A shuddering breath. “I think Mother and Father expected me to give up and return home. When I didn’t, they washed their hands of me.”
Andromeda was lying. Not about her flight to the Refuge, but about another part of her story. It made him want to bare his teeth and demand she tell the truth, but he’d do that later, when she didn’t appear so fragile. “Who did you play with when you lived with your parents?”
“The animals.” Joy chased out the shadows. “Once, while I was having dinner in my nursery, a baby giraffe poked his head in the window and ate the fruit right off my plate.”
Naasir grinned. “Truth?”
She nodded. “It came back, too. I used to make up a plate especially for him until my nanny caught me—and even after that, I waited until she wasn’t paying attention and opened the window so the giraffe could slide its head and neck inside.”
Delighted at the idea of her dining with a giraffe, Naasir said, “Did the other animals also join you for meals?”
A shake of her head. “With the cheetahs, we’d race. I’d be in the air, the cheetahs on the ground.” She blew out a breath. “They’re fast.”
“I’ll race you,” Naasir said. “When we’re free of Lijuan’s spies.”
“Deal.”
As the plane flew onward and the world turned, she told him more stories of her childhood. It betrayed a total lack of other children. Not even any mortal playmates. Andromeda appeared to have had no one but her animals. Maybe that was why she understood him so well, accepted his wildness without hesitation. He was happy about that, but he didn’t like to think of her so alone.
A chime sounded in the air a minute after heavy turbulence that threatened to throw them both around the cabin.
“That must be our signal,” Andromeda said.
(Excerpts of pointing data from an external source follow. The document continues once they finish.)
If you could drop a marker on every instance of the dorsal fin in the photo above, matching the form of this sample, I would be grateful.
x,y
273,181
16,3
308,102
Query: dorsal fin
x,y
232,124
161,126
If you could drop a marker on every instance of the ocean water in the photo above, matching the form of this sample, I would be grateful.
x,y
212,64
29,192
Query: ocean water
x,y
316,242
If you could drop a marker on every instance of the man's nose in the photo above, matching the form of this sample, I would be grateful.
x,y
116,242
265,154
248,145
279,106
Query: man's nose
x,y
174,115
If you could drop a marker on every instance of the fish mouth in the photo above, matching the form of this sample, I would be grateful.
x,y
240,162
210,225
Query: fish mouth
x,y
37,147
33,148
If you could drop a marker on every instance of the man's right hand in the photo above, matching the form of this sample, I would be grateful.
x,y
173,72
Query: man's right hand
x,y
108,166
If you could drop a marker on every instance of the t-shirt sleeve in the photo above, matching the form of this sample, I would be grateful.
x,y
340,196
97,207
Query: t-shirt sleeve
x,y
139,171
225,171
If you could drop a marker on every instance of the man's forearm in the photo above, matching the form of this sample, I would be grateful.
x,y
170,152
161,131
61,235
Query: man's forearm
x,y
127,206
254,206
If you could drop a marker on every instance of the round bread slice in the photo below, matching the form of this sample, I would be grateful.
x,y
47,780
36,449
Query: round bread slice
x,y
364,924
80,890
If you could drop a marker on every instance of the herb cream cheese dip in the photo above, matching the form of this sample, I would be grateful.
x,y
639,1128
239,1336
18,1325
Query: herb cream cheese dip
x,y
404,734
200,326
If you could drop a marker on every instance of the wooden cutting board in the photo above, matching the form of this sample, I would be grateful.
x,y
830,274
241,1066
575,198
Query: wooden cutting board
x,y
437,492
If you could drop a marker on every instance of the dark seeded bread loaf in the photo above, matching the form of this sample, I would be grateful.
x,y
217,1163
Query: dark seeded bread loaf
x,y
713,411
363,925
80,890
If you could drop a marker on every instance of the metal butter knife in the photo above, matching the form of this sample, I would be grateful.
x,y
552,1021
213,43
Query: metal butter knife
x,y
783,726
Naasir got up to look out a window. “Yes.” Grabbing the pack lying on another seat, he put it on and snapped on the straps across his chest before pulling on a thin and tight knit cap that would stop his hair from glittering in the sunlight. “Ready?”
She grinned. “Oh, yes.”
The co-pilot exited the cockpit right then. “Two things. First, Illium’s awake and fine—message literally just came in, is probably on your phone, too.” His smile matched their own. “Second, we couldn’t stabilize over the initial drop point. Can you go through the oasis?”
“Yes,” Naasir said, following the bearded male to the back of the plane. “Bad air?”
“This spot is notorious for it—unpredictable air currents, like the sky is telling you to get the fuck out.”
Naasir met Andromeda’s gaze as the co-pilot attached himself to the wall using a strap. “I think we’re in the right place, Andi.”
The co-pilot opened the wide door built for this purpose before she could reply, air screaming into the cabin. Pushing out two packs, he nodded at Naasir. “Good luck!” The wind almost ripped away his words.
Giving him a thumbs-up, Naasir jumped with one final grin in Andromeda’s direction. With a descent this finely calculated, he had to get out at precisely the right altitude for the parachute to function safely. Opening the chute the instant he was clear of the plane, he whooped at the sensation of flight, the air, cold at this altitude, rushing past him.
He heard laughter nearby and when he glanced over, there was Andromeda, snapping out pretty wings patterned like a bird’s. Grinning, he rode the late-afternoon winds all the way to his planned landing spot in the desert landscape, mentally marking the splashes of color that denoted the landing spots of the small chutes that had deployed with their supply packs.